For decades, the reasoning applied by Chinese judges in reaching their decisions has been a mystery to many.  Historically, Chinese court judgments and rulings were not routinely published, with the result that only a limited number have been publicly accessible.  This situation, however, may soon change. 

On 21 November 2013, the Supreme People’s Court of China (“SPC“) issued the Regulation Concerning the Publication of People’s Courts’ Judgements and Rulings on the Internet (“2013 Regulation“).  The 2013 Regulation repeals a previous SPC regulation on the same subject issued in November 2010 (“2010 Regulation“) and came into force on 1 January 2014. Jessica Fei, Brenda Horrigan and Arthur Ma discuss the details of the 2013 Regulation in this post.

Under the 2013 Regulation, people’s courts at all levels throughout China must submit their judgments and rulings for publication on a central website, established and maintained by the SPC (  

The judge in charge of the case (or other personnel, as assigned by the relevant court) are required to redact the judgments (e.g. by removing personal information and sensitive information such as bank account details or commercial secrets) and submit them for publication on the above website within seven calendar days after the effective date of the judgment or ruling.  Each people’s court is responsible for the quality of the decisions it submits for publication. 

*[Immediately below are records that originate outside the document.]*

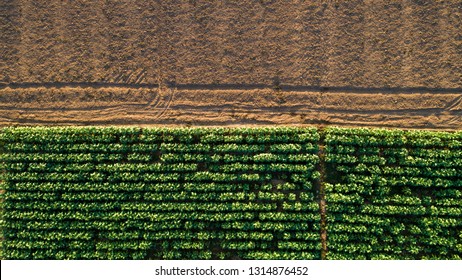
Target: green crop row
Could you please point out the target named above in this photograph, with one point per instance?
(222, 193)
(393, 194)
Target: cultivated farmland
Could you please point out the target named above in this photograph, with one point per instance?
(248, 193)
(251, 62)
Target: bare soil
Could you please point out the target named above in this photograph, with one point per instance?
(290, 62)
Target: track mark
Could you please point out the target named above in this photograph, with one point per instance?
(456, 104)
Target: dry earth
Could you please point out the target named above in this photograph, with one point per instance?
(356, 63)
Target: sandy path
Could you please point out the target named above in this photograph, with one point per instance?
(192, 105)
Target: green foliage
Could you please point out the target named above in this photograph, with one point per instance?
(393, 194)
(160, 193)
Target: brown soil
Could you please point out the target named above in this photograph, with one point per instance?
(356, 63)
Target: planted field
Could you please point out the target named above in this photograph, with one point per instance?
(130, 193)
(394, 194)
(214, 193)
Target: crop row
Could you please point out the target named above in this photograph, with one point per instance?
(252, 193)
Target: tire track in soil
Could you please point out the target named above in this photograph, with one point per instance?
(240, 104)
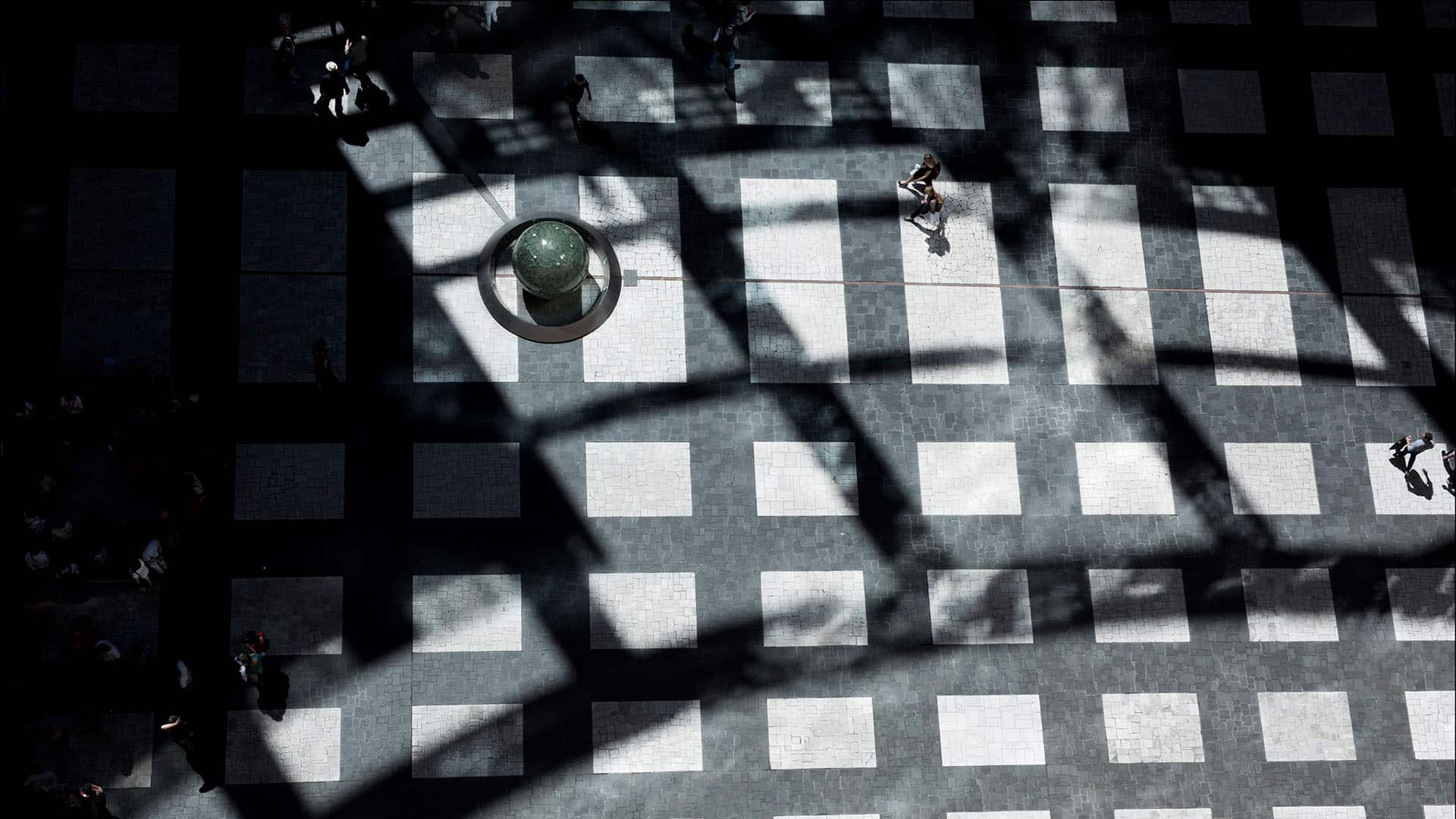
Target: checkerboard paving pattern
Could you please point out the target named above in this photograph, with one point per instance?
(791, 248)
(957, 333)
(1405, 493)
(466, 480)
(642, 738)
(628, 89)
(1139, 605)
(466, 86)
(1433, 723)
(1210, 12)
(300, 615)
(1272, 479)
(1098, 241)
(829, 732)
(468, 613)
(968, 479)
(1351, 104)
(1082, 99)
(639, 480)
(979, 605)
(644, 611)
(804, 479)
(783, 93)
(1074, 11)
(452, 221)
(1125, 479)
(927, 95)
(647, 338)
(289, 482)
(1289, 605)
(455, 337)
(466, 741)
(814, 608)
(1307, 726)
(300, 748)
(1220, 101)
(1239, 248)
(1423, 602)
(1152, 727)
(990, 730)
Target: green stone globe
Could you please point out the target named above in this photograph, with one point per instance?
(549, 260)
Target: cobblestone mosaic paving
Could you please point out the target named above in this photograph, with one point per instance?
(1074, 500)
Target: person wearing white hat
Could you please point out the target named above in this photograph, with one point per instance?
(332, 89)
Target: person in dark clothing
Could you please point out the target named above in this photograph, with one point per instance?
(576, 88)
(332, 89)
(726, 46)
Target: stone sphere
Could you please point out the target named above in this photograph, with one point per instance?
(549, 260)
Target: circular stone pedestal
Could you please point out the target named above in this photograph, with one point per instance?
(549, 260)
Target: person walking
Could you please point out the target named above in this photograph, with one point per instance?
(332, 89)
(356, 55)
(726, 46)
(924, 175)
(576, 88)
(1410, 449)
(930, 202)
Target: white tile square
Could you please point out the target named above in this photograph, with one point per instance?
(1391, 488)
(968, 479)
(1139, 605)
(1388, 341)
(1423, 602)
(1272, 479)
(797, 330)
(466, 613)
(456, 338)
(1289, 605)
(1307, 726)
(1074, 11)
(976, 607)
(639, 480)
(1098, 242)
(1152, 727)
(1253, 340)
(1125, 479)
(465, 86)
(1433, 723)
(300, 615)
(957, 334)
(647, 736)
(1082, 99)
(821, 733)
(466, 741)
(1239, 245)
(644, 611)
(804, 479)
(628, 89)
(452, 221)
(990, 730)
(813, 608)
(302, 748)
(783, 93)
(929, 95)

Judgments and rulings involving national secrets or personal privacy, relating to juvenile crimes, resulting from cases settled through conciliation or otherwise unsuitable for publication are exempt from the requirement to publish.  Under the last “catch-all” criterion, should the presiding judge or tribunal believe the decision is unsuitable for publication, he or she must submit a reasoned written opinion, first to the relevant department head for review and then to the Deputy President of the people’s court for approval.

Compared with the 2010 Regulation, the 2013 Regulation is arguably a “great leap forward”.  Under the 2010 Regulation, the people’s courts were encouraged to publish decisions, but not required to do so.  Moreover, decisions could be withheld from publication at the request of the parties, so long as the request was reasoned and the decision did not involve public interest.  In practice, this may have effectively withheld a large number of judgments and rulings from publication.  Finally, under the 2010 Regulation, people’s courts could publish decisions on their own websites, rather than a central website, and the deadline for publication was 30 days from the date the decision became effective.  By requiring publication on a central website and significantly shortening the deadline for publication, the 2013 Regulation has fundamentally improved public access to Chinese jurisprudence.

The 2013 Regulation represents the SPC’s latest effort to improve judicial transparency.  As such, it is by no means a stand-alone event.  Rather, it is one further step in the Chinese government’s recent campaign for judicial reform. 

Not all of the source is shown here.